The order passed by Sri S. K. Ghosh, Chairman, Advisory Board dated 29-6-1955 shows that the Advisory Board was of the opinion that there was sufficient cause for the detention of the said Mohammed Golam Refique, son of Moulvi Mohammad Golam Rabbani. The petitioner has admitted before me that he did not pray for being produced before the Advisory Board and so he cannot complain that the Advisory Board decided his case without giving proper weight to his contention.
If the petitioner had thought that there was any force in his present contention, he would certainly have appeared before the Advisory Board to make his submissions but he refrained from doing so. The petitioner has not given the details of the circumstances of his arrest in his petition and the petition appears to me to be vague. At any rate there does not appear to be any good reason for believing that the allegations made against him by the State are not correct.
6. It has been laid down in A. K. Gopalan v. State of Madras reported in : 1950CriLJ1383 that Section 3 of the Preventive Detention Act cannot be impugned on the ground that it does not provide an objective standard which the Court can utilize for determining whether the requirements of law have been complied with. The reason is that no such objective standard of conduct can be prescribed, except as laying down conduct tending to achieve or to avoid a particular object.
For preventive detention, action must be taken on good suspicion. It is a subjective test based on the cumulative effect of different actions, perhaps spread over a considerable period....
As the very term implies, the detention in such cases is effected with a view to prevent the person concerned from acting prejudicially to certain objects which the legislation providing for such detention has in view.
7. It has further been laid down in this ruling that Article 19 has to be read without any pre-conceived notions. So read, it clearly means that the legislation to be examined must be directly in respect of one of the rights mentioned in the sub-clauses. If there is a legislation directly attempting to control a citizen's freedom of speech or expression, or his right to assemble peaceably and without arms, etc. the question whether that legislation is saved by the relevant saving clause of Article 19 will arise. If, however, the legislation is not directly in respect of any of these subjects, but as a result of the operation of other legislation, for instance, for punitive or preventive detention, his right under any of the sub-clauses of Article 19 does not arise.

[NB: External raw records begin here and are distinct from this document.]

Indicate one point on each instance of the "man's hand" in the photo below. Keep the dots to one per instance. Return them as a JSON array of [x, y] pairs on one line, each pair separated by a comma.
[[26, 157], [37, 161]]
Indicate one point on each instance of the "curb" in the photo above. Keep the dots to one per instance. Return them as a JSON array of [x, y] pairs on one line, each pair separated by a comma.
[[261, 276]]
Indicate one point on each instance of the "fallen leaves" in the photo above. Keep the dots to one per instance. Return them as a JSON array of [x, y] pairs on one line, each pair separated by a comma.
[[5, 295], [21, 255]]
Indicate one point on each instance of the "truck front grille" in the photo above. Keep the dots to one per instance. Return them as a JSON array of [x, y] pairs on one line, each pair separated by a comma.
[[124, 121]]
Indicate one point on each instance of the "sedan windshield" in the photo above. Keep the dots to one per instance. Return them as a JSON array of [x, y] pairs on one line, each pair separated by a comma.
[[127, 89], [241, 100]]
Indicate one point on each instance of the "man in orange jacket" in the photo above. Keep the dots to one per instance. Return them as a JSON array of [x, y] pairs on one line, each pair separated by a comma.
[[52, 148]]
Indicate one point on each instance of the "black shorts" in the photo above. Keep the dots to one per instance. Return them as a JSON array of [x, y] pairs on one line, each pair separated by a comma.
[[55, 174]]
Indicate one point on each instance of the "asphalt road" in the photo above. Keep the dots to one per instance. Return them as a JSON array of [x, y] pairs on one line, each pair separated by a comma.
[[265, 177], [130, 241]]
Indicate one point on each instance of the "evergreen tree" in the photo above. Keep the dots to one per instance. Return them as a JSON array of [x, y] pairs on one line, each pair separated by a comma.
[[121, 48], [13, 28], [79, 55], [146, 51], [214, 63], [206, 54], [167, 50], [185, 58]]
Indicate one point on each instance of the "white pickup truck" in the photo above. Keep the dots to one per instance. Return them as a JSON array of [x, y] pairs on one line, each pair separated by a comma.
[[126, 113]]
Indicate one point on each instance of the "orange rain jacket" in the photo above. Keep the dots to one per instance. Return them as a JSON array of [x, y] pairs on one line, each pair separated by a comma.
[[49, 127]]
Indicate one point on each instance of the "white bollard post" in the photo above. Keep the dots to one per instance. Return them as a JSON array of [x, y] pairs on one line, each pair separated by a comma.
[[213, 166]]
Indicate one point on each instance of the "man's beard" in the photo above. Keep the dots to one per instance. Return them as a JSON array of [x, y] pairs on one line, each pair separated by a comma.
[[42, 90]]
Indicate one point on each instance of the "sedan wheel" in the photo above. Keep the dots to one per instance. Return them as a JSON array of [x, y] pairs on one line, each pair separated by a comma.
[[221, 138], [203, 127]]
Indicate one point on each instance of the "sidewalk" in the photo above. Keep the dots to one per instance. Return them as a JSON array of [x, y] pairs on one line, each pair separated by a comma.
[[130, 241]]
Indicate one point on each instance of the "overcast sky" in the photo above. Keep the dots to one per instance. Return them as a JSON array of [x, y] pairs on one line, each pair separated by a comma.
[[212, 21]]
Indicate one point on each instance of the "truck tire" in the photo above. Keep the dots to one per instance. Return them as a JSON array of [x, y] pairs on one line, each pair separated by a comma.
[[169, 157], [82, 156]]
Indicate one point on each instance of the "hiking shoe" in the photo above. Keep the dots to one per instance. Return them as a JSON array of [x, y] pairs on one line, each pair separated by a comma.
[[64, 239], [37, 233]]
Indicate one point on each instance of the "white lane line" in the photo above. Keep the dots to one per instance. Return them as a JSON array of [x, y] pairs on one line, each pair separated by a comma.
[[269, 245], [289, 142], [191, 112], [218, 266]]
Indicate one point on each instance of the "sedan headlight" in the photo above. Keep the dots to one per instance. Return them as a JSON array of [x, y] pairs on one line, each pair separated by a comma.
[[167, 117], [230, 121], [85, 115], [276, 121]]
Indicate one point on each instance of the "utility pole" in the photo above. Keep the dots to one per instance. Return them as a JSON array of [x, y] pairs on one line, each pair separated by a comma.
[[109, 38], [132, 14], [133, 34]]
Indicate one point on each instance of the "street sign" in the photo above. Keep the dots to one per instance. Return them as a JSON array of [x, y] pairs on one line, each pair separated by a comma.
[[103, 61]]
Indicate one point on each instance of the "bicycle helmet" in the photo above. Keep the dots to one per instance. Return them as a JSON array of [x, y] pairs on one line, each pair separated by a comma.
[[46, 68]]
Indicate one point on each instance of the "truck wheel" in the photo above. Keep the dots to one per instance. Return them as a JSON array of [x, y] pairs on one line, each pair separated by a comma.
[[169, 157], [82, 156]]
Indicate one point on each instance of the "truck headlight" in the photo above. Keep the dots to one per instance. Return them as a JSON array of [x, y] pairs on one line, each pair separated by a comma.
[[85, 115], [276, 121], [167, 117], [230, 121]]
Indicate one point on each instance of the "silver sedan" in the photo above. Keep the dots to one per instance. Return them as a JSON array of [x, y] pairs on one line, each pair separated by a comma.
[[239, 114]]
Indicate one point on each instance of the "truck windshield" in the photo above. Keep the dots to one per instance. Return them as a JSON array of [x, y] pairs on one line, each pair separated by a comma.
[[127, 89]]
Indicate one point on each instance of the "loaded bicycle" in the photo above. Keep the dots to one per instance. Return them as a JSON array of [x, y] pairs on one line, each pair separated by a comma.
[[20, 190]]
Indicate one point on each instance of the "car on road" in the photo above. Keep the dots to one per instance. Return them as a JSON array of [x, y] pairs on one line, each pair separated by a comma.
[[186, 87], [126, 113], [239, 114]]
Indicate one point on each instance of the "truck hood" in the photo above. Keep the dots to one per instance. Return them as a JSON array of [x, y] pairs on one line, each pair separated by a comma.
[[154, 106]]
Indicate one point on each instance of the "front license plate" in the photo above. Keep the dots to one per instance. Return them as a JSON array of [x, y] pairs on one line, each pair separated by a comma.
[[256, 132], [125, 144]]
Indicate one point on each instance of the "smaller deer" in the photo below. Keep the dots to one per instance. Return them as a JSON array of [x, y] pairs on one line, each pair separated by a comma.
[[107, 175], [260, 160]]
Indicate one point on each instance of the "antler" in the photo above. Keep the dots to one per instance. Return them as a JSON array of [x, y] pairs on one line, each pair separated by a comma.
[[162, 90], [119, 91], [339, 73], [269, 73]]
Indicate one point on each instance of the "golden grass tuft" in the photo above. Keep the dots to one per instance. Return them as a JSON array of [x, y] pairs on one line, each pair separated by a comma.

8. As the petitioner has been detained under Section 3, Preventive Detention Act, 1950 and his case has already been examined by the Advisory Board and report under Section 10 has duly been submitted, I think the present petition is legally not maintainable.
9. I have already shown above that there is no good ground for believing that the allegations made by the State against the petitioner are incorrect or the order of detention is in any way mala fide and so I see no force in the present petition which is hereby rejected.